11. Figures of the Previous Financial Year 2010–11 have been regrouped / reclassified wherever necessary to conform to the current year classification and presentation.

12. Expenditure incurred on employees who were in receipt of not less than Rs.24,00,000/- per year if employed through out the year and Rs.200000/- per month if employed for a part of a month - Rs. NIL

13. Additional information pursuant to the provisions of new schedule VI to the Companies Act, 1956 to the extent applicable, is given below .

(a) Income & Expenditure in Foreign Currency :

CIF Value of Income & Expenses : NIL

14. Generic names of the three principal products of the company :

(1) Item Code No.(ITC Code) : 390791.00 Product Description : MALEIC RESINS

(2) Item Code No.(ITC Code) : 320890.02 Product Description : PAINTS

(3) Item Code No.(ITC Code) : 390703.01 Product Description : ALKYD RESINS

Note : Classification of products under ITC Code being a technical nature is not verified by the Auditors.


Mar 31, 2010

(1) Figures have been rounded off to the nearest rupee and previous years figures have been reworked, regrouped, rearranged and reclassified wherever necessary.

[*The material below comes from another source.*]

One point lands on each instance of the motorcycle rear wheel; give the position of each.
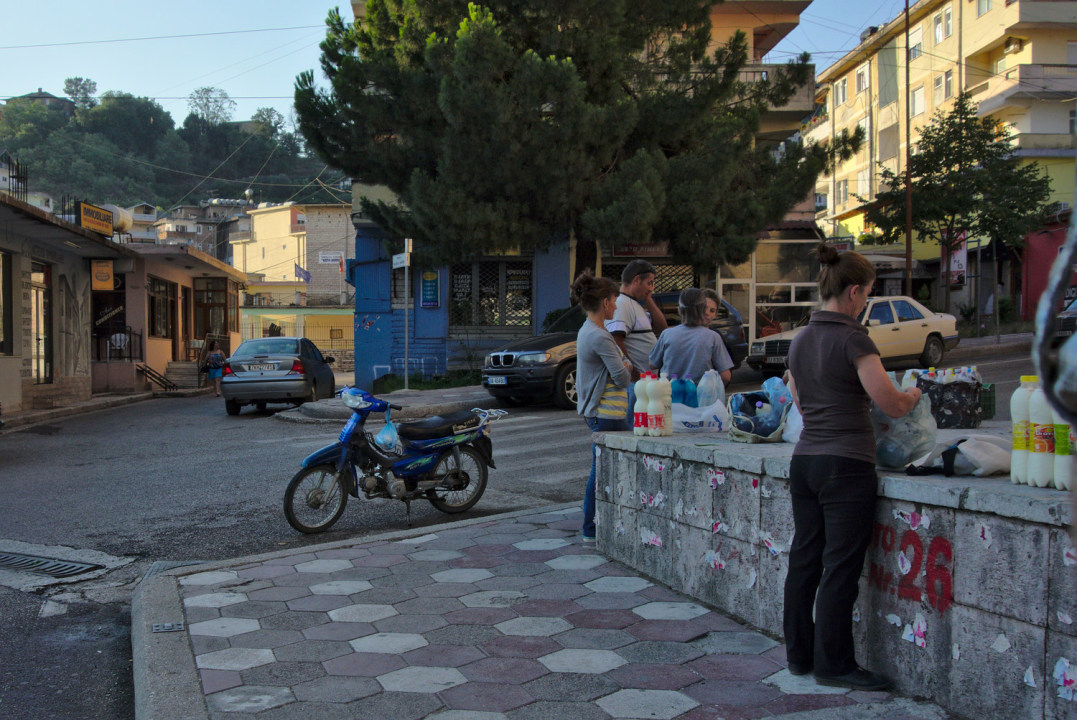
(459, 494)
(315, 499)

(2) Auditors Remuneration : Rs. 11000/-. (Previous year Rs.11,000/-)

- For Statutory Audit : Rs. 7,000/-

- For Tax Audit : Rs. 4,000/-

(3) Managing Directors Gross Remuneration: Rs.6,00,000/- (Previous year Rs.4,80,000/-)

(4) Working capital Loans are secured by hypothecation of stock of Raw materials, work-in-progress, finished goods, other materials & book debts of the Company.

(5) The deferred tax asset has not been recognised, as there is no reasonable certainty of sufficient taxable income being available against which such deferred tax assets can be realised. Provision for Fringe Benefit Tax is made in accordance with provisions relating to the levy of this tax as contained in Chapter XII-H of the Income Tax Act, 1961.

(6) The Company deals in mainly in one product segment i.e. Adhesives and hence requirements of AS-17 "Segment Reporting" issued by Institute of Chartered Accountants of India are not applicable.

(7) Sundry creditors do not include any amount due to SSI undertakings as per identification made from available information.

(8) Debit & Credit balances are subject to confirmations & adjustments, if any.